The Possible Future, Nov 4th, 2008 "While exit polls conducted by our station and others showed Sen. Hillary Clinton and Sen. John McCain neck-in-neck at nearly 50% in this highly contested state of Ohio, initial results from available precincts shows the winner of the state, and thus the country, as Osama bin Laden, with 107% of the vote. A tape allegedly featuring Mr. bin Laden was broadcast by the al Jazeera network just minutes ago, in which the terrorist mastermind said he was pleased by the clear mandate the capitalist pig masses had given him, and that he hoped his transition from a cave somewhere in Pakistan to the Oval Office would go smoothly. Back to you, Tom."
The paper details a simple method whereby the Princeton team was able to compromise the physical security of a Diebold voting machine, infecting it with a virus that could change voting results and spread by memory-card to other machines of the same type.
It's not who votes that counts, it's who counts the votes.
How come no one seems to be asking the slot machine manufacturers to make voting machines? They deal with millions - or billions - of dollars a day and seem to be able to account for every single penny accurately. As an added bonus, all they'd really have to do is change the 7's to donkeys and jackpots to republicans... Pull the lever for your new rep!
Seriously though - they're the people who should be making the machines...
Diebold is well known for banking systems, including ATMs, so they know a thing or two about accountability. For some reason, these lessons haven't been transferred to their elections division.
I have just finished watching the video on the Princeton site and I must say it is very well done. Any reasonably motivated alert person who watches this video will see the problem we're trying to highlight.
It isn't enough for computer software professionals to discover problems like this; we need to be able to communicate our results effectively to the non-technical public. Too often we find something disturbing and decend into technical jargon and lose our audience. The Princeton team has done an excellent job avoiding that pitfall and communicating this threat.
Now, if only we could find a reasonably motivated and alert politician to actually act on this.
by Anonymous Coward
on Thursday September 14 2006, @05:58PM (#16109560)

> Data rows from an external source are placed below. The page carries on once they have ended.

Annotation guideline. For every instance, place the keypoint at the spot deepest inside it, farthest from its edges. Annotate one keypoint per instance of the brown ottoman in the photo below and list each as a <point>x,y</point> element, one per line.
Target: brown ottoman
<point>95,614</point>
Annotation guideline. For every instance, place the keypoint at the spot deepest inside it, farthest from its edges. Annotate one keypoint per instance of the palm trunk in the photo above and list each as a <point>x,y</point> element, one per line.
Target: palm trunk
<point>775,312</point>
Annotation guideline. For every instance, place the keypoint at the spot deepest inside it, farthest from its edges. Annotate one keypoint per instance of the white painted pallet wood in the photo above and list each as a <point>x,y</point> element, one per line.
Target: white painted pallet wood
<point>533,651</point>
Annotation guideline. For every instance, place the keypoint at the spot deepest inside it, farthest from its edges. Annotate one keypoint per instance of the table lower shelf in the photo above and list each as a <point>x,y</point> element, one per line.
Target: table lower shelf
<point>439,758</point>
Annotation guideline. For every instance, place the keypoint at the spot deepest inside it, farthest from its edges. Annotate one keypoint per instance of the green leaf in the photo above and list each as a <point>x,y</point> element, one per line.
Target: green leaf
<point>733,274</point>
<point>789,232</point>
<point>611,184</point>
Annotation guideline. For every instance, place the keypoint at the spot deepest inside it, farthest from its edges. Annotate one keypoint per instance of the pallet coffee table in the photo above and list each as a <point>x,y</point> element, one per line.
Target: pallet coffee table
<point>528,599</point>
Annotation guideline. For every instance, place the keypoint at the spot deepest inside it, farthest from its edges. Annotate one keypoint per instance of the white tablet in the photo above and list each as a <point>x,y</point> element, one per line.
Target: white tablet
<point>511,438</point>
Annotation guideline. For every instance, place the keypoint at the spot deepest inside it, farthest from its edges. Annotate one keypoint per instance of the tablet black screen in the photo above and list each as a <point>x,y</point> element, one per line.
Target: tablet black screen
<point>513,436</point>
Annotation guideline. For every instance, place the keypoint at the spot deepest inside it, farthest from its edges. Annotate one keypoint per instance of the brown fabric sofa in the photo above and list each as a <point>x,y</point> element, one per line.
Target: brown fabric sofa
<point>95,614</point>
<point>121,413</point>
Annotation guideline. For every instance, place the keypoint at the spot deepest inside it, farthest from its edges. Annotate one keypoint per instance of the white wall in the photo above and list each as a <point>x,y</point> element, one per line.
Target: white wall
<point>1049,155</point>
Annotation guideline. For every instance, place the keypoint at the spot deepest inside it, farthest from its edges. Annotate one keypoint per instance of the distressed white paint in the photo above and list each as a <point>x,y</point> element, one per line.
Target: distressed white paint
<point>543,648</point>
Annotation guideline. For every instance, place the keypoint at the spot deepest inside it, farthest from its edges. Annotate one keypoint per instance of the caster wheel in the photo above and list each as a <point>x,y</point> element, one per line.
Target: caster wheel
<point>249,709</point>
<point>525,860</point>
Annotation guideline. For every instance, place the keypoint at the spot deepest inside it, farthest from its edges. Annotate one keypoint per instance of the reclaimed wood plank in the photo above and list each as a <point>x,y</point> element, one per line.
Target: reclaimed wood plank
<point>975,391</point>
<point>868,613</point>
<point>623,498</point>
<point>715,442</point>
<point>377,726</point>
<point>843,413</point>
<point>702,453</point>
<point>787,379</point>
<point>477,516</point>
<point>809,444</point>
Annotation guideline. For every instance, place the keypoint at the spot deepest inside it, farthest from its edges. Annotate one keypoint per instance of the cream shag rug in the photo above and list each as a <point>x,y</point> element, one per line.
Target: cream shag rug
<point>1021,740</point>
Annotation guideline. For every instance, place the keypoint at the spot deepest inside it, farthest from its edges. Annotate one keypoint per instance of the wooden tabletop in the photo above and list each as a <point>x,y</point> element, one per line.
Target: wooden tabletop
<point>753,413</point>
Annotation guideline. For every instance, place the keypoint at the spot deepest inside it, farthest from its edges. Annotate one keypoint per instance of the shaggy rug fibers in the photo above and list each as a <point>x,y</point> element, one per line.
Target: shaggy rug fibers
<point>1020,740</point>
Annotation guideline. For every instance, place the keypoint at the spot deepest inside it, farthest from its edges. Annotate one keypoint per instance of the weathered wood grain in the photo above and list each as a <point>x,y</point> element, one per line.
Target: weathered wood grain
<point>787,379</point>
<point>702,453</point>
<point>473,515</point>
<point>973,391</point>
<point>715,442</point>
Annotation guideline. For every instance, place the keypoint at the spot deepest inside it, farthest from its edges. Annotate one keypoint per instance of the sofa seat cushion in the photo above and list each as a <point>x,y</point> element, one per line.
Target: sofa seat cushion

Welcome to democratic government, brought to you by Diebold(R)!
Please choose a candidate: (1) The incumbent guy who's against the terrorists. (2) The weasly other guy who likes terrorists and wants your child to
be gay.
[press 2]
You have chosen option (2), for gay marriage. Are you sure?
[press no]
Please choose a candidate.
[press 2]
Let's not be too hasty. We don't want the terrorists to feel good. Do you want the terrorists to feel good?
[press no]
You have chosen option (1), for the incumbent. Are you sure?
[press cancel]
This may forfeit your vote! Are you sure you wish to cancel not voting for option (1)?
[press yes]
Thank you for your participation in the democratic process! Printing receipt...
Ed Felten is also the guy who hacked the MS DLL that "integrated" IE into Windows to remove IE without destroying the OS, proving in court that Microsoft's defense of their illegal bundling, "it was technologically necessary", was a lie. Though Felten was not even a Windows specialist, and certainly didn't have the source code to delete IE cleanly, he was the the key to the court finding that MS had violated their antibundling consent agreement, the key to finding they'd violated their monopoly status.
Now he's the guy proving Diebold voting systems are insecure.
Isn't anyone else in our giant, brilliant "computer science" industry doing anything? Or are they all working for the bad guys?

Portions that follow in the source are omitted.